Recent months have seen a steep rise in violence committed by settlers in the West Bank against Palestinians, including against farmers harvesting their olive trees.
“It is evident that there is an increase in the attacks,” Ghassan Daghlas, who monitors settler violence in the northern West Bank, told Al Jazeera last month, describing the violence as “planned and not spontaneous”.
Last week, a group of settlers vandalized many cars in a town near Ramallah, and in September, dozens of settlers attacked a Bedouin village in the southern West Bank, leaving several injured, including a Palestinian toddler.
B’Tselem spokesman Dror Sadot said the group did not contact security forces for comment on the report because “we understood they do nothing about our accusations”.
The group highlighted five examples in different parts of the West Bank that saw violent settlers take over more than 2,800 hectares (6,919 acres) of land.
It cited the case of Ma’on Farm, erected illegally in the southern West Bank but which together with a sub-outpost now controls some 264 hectares (652 acres), including roads and pasture used by the area’s Palestinian residents.
Shepherd Jummah Ribii, 48, of the Palestinian community of Al-Tuwani, told B’Tselem that assaults by settlers were pushing him away from farming that had sustained his family.

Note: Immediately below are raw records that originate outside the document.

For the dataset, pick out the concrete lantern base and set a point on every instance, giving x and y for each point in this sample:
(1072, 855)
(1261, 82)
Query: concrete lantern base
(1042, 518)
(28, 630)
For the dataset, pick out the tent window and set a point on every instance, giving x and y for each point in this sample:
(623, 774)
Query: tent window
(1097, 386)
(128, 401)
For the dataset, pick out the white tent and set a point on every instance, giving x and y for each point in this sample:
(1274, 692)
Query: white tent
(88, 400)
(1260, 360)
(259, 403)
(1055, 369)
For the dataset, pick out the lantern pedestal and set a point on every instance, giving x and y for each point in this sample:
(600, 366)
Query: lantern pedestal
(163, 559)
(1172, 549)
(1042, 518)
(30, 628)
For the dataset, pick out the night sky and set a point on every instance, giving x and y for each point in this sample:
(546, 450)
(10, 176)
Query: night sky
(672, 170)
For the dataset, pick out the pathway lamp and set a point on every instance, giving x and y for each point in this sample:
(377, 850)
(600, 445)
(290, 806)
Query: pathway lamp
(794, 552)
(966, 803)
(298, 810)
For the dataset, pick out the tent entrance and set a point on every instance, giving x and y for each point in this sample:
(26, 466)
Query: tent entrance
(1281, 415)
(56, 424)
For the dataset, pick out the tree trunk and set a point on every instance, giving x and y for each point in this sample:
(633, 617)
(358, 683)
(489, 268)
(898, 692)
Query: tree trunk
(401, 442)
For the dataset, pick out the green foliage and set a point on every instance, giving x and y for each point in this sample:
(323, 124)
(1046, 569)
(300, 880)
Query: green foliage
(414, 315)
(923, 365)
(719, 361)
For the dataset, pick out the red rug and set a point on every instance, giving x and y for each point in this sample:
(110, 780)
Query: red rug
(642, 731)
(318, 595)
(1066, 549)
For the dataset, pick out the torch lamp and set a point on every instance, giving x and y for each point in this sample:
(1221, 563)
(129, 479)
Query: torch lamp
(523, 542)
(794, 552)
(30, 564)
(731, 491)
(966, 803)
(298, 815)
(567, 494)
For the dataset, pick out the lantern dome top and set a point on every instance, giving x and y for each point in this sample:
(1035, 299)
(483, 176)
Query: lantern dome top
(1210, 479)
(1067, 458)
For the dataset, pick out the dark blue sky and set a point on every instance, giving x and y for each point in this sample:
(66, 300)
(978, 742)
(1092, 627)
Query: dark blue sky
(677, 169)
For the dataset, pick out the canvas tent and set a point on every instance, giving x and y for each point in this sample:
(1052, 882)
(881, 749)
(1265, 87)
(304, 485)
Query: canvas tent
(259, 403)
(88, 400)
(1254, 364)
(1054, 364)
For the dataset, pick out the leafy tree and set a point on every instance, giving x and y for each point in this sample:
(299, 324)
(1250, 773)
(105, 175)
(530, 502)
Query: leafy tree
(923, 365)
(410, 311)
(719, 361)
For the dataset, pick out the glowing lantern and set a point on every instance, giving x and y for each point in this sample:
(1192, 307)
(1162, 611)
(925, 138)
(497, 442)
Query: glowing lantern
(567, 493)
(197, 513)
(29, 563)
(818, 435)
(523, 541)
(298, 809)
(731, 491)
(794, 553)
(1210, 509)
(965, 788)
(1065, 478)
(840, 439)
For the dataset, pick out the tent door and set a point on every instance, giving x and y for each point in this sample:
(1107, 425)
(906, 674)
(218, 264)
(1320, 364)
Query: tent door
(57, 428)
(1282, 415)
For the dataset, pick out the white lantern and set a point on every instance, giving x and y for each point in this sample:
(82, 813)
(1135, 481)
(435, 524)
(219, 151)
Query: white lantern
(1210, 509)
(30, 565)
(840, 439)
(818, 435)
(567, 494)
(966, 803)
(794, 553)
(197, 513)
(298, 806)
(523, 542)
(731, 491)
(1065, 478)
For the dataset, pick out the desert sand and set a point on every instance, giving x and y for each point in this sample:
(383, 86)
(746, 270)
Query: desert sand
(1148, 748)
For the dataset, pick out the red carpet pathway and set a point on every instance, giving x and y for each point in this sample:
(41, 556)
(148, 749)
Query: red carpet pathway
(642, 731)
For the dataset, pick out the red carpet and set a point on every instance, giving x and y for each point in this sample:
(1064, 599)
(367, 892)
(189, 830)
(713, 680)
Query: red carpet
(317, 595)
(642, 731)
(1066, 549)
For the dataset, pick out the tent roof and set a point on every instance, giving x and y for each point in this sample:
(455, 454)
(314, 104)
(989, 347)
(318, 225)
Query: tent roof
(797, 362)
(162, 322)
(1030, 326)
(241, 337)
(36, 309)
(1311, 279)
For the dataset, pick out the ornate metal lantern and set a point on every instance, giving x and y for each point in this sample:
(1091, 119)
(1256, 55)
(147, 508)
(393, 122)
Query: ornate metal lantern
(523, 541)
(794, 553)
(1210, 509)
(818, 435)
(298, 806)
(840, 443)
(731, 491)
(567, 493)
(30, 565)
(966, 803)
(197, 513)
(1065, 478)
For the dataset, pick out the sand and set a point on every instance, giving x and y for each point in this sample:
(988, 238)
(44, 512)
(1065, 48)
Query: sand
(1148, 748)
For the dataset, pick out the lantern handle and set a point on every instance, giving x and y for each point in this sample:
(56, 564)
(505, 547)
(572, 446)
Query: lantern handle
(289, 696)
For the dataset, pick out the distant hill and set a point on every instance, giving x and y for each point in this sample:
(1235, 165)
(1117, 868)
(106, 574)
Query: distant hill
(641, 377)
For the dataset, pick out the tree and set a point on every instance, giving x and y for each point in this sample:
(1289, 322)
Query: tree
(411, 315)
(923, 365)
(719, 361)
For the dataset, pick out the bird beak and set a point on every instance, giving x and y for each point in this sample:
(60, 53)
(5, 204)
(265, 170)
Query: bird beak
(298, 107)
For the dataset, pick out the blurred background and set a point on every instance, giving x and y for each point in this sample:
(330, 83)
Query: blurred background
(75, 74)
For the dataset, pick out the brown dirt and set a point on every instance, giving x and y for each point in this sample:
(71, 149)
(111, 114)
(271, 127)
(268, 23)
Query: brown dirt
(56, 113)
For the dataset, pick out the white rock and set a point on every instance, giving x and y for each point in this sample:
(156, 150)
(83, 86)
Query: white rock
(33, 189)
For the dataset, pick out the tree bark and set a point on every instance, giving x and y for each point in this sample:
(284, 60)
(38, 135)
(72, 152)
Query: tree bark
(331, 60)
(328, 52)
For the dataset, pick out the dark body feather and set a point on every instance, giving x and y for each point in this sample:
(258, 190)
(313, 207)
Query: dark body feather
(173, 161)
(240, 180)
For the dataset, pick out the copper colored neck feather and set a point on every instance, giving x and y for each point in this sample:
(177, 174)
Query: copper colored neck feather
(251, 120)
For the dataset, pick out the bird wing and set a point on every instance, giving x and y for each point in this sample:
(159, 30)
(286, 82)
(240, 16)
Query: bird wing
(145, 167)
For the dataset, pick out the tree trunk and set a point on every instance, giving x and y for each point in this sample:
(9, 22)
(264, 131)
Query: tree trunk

He said settlers attacked him severely in 2018. “They broke my leg, and I had to spend two weeks in hospital and continue treatment at home,” B’Tselem quoted him as saying.
“I had to sell most of our sheep to cover the cost of treatment.”
Farmer Zuhdi Hassan told Al Jazeera he was facing trouble this season largely due to settler attacks, movement restrictions and poor rainfall.
“Normally, I produce about 20 large plastic containers of olive oil, but this year I will only produce about six to seven containers,” said the 57-year-old. “I think next year’s harvest will also be poor because of the settlers and their continued destruction of our trees.”
Hundreds of thousands of Israelis have moved to West Bank settlements that are regarded illegal under international law.
Some settler outposts, including the Ma’on Farm, are also illegal under Israeli law. However, the government has been slow or unwilling to evacuate them.